Как бы не услыхав его вопроса, она учительно продолжала:
— Любовь в твоем возрасте — это еще не та любовь, которая… Это еще не любовь, нет!
Помолчав несколько секунд, она вздохнула.
— Я обвенчалась с отцом, когда мне было восемнадцать лет, и уже через два года поняла, что это — ошибка.
Она снова замолчала, сказав, видимо, не то, что хотелось, а Клим, растерянно ловя отдельные фразы, старался понять: чем возмущают его слова матери?
— Мое отношение к ее отцу… — слышал он, соображая, какими словами напомнить ей, что он уже взрослый человек. И вдруг сказал небрежно, нахмурясь:
— Я отношусь к Лиде дружески, и, естественно, меня несколько пугает ее история с Макаровым, человеком, конечно, не достойным ее. Быть может, я говорил с нею о нем несколько горячо, несдержанно. Я думаю, что это — все, а остальное — от воображения.
Говоря так, он был уверен, что не лжет, и находил, что говорит хорошо. Ему показалось, что нужно прибавить еще что-нибудь веское, он сказал:
— Ты знаешь: существует только человек, все же остальное — от его воображения. Это, кажется, Протагор…
Чуть прищурив глаза, мать отозвалась:
— Это не совсем так, но очень умно. Прекрасная память у тебя.

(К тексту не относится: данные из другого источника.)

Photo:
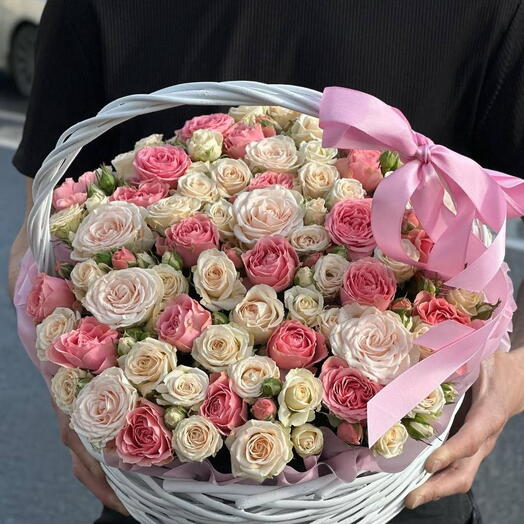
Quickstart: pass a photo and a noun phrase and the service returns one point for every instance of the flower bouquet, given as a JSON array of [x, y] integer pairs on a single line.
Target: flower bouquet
[[265, 312]]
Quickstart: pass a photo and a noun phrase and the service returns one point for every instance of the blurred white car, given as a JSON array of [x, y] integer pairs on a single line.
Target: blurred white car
[[19, 21]]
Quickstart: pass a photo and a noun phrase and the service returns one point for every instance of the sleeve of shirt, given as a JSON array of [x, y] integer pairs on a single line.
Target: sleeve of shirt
[[498, 138], [68, 84]]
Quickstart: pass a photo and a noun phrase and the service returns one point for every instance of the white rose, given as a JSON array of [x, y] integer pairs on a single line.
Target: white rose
[[376, 343], [307, 440], [184, 386], [299, 398], [230, 175], [195, 438], [391, 444], [328, 274], [167, 211], [403, 272], [260, 312], [277, 153], [259, 449], [216, 280], [219, 346], [264, 212], [147, 363], [125, 297], [100, 410], [304, 304], [112, 226], [64, 386], [60, 321], [248, 374]]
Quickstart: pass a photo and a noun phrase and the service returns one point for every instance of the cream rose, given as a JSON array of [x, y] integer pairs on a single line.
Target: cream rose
[[219, 346], [60, 321], [248, 374], [125, 297], [100, 409], [259, 449], [260, 312], [264, 212], [195, 438], [112, 226]]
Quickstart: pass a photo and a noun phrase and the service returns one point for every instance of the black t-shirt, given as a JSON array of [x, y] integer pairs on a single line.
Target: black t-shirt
[[454, 67]]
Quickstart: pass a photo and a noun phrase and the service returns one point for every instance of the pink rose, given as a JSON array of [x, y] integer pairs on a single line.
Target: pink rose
[[239, 136], [91, 346], [349, 224], [182, 320], [224, 408], [368, 281], [189, 238], [270, 178], [264, 409], [145, 440], [272, 261], [218, 122], [71, 192], [161, 163], [144, 195], [346, 391], [46, 295], [363, 165], [433, 310], [294, 345]]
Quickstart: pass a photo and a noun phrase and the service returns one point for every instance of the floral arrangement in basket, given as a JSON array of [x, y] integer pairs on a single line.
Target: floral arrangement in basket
[[224, 299]]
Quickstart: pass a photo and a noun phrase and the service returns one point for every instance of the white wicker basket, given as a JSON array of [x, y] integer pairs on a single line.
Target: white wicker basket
[[371, 498]]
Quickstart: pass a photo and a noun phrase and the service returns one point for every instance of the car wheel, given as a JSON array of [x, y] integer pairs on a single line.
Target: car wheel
[[22, 57]]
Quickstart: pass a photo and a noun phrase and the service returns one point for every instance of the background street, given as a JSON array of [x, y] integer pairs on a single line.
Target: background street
[[36, 484]]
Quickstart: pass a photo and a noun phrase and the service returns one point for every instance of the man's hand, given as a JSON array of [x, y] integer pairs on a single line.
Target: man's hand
[[497, 395]]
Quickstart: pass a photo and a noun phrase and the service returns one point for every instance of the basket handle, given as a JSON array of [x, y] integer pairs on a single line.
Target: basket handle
[[199, 93]]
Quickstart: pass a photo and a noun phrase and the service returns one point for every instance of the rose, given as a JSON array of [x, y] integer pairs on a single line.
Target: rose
[[294, 345], [376, 343], [64, 386], [299, 398], [91, 345], [221, 345], [184, 386], [259, 312], [195, 438], [317, 179], [125, 297], [391, 444], [272, 261], [101, 407], [276, 153], [167, 211], [112, 226], [369, 282], [182, 321], [60, 321], [238, 136], [47, 294], [349, 224], [218, 122], [303, 304], [163, 163], [145, 440], [307, 440], [248, 374], [346, 391], [263, 212], [189, 238], [259, 449], [328, 274], [364, 166]]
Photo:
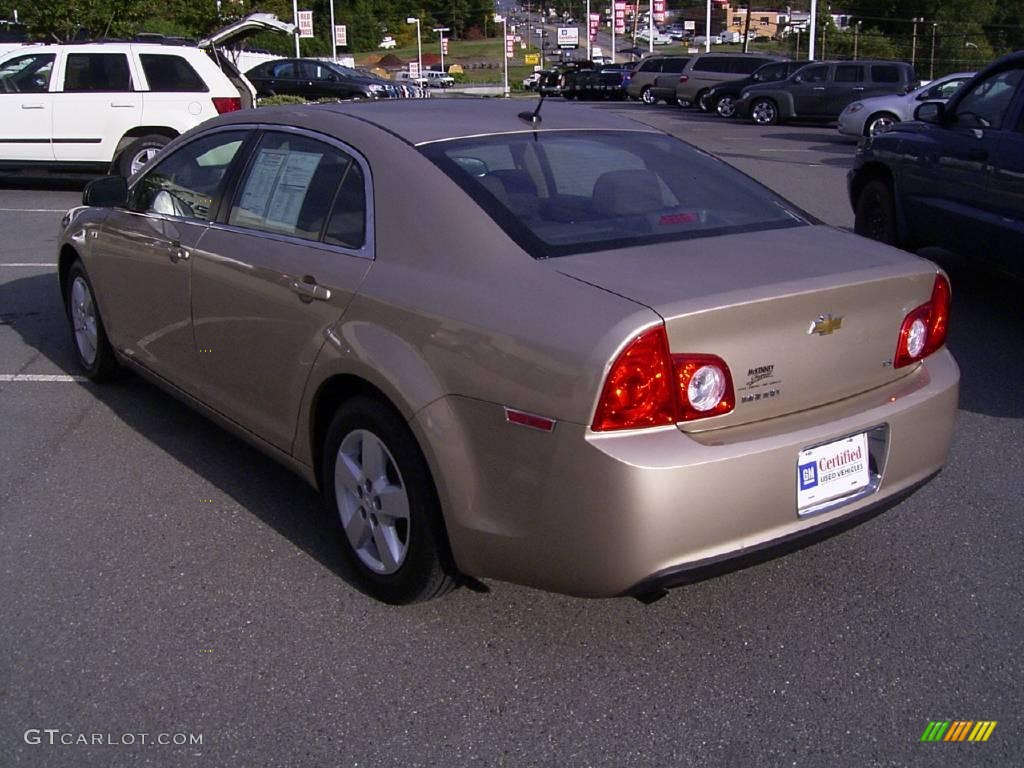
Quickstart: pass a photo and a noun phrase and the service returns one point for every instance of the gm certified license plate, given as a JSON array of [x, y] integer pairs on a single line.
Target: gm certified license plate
[[830, 471]]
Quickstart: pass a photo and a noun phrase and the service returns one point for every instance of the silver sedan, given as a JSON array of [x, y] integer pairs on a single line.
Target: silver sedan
[[869, 117]]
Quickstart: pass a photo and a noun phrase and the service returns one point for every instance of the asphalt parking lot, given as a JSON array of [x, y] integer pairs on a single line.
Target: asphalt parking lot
[[159, 577]]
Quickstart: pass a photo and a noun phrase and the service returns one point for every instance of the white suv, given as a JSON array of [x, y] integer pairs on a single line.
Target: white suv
[[110, 105]]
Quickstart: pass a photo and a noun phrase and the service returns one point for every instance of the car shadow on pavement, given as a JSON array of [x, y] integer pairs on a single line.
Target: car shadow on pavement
[[283, 501]]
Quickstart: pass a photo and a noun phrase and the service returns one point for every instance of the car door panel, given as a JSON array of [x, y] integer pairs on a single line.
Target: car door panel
[[266, 292]]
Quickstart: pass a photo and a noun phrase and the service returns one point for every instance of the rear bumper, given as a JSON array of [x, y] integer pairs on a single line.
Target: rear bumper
[[600, 515]]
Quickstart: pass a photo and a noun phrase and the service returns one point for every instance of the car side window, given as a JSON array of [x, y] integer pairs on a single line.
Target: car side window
[[168, 74], [885, 74], [290, 185], [814, 74], [986, 104], [849, 74], [188, 182], [97, 73], [27, 74], [285, 70]]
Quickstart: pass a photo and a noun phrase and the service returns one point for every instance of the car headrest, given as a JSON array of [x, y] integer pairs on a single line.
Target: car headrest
[[628, 193]]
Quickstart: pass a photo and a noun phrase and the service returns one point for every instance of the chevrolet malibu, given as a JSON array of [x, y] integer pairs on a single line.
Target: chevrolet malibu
[[564, 350]]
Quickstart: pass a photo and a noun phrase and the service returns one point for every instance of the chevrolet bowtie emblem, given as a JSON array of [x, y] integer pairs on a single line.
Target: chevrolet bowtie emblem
[[825, 325]]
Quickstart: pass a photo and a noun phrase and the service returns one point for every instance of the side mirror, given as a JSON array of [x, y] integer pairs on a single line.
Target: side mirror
[[109, 192], [931, 112]]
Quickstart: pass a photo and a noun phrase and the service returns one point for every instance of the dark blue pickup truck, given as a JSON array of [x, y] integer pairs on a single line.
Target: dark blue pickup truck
[[954, 177]]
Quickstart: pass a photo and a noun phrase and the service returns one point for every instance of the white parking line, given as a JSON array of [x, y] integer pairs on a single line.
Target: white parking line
[[39, 377]]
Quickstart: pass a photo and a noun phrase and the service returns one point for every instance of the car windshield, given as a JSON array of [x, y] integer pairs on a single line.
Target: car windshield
[[559, 193]]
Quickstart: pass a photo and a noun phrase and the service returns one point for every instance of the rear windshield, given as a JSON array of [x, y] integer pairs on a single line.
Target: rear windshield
[[559, 193]]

И, конечно, ты прав: девушки всегда забегают несколько вперед, воображая неизбежное. Ты успокоил меня. Я и Тимофей так дорожим отношениями, которые создались и все крепнут между нами…
Клим наклонил голову, смущенный откровенным эгоизмом матери, поняв, что в эту минуту она только женщина, встревоженная опасением за свое счастье.
Он спросил:
— Мне кажется, ты стала добрее с Лидой?
— Мой взгляд ты знаешь, он не может измениться, — ответила мать, вставая и поцеловав его. — Спи!
Ушла, оставив за собой раздражающий запах крепких духов и легкую усмешку на губах сына.
Беседы с нею всегда утверждали Клима в самом себе, утверждали не столько словами, как ее непоколебимо уверенным тоном. Послушав ее, он находил, что все, в сущности, очень просто и можно жить легко, уютно. Мать живет только собою и — не плохо живет. Она ничего не выдумывает.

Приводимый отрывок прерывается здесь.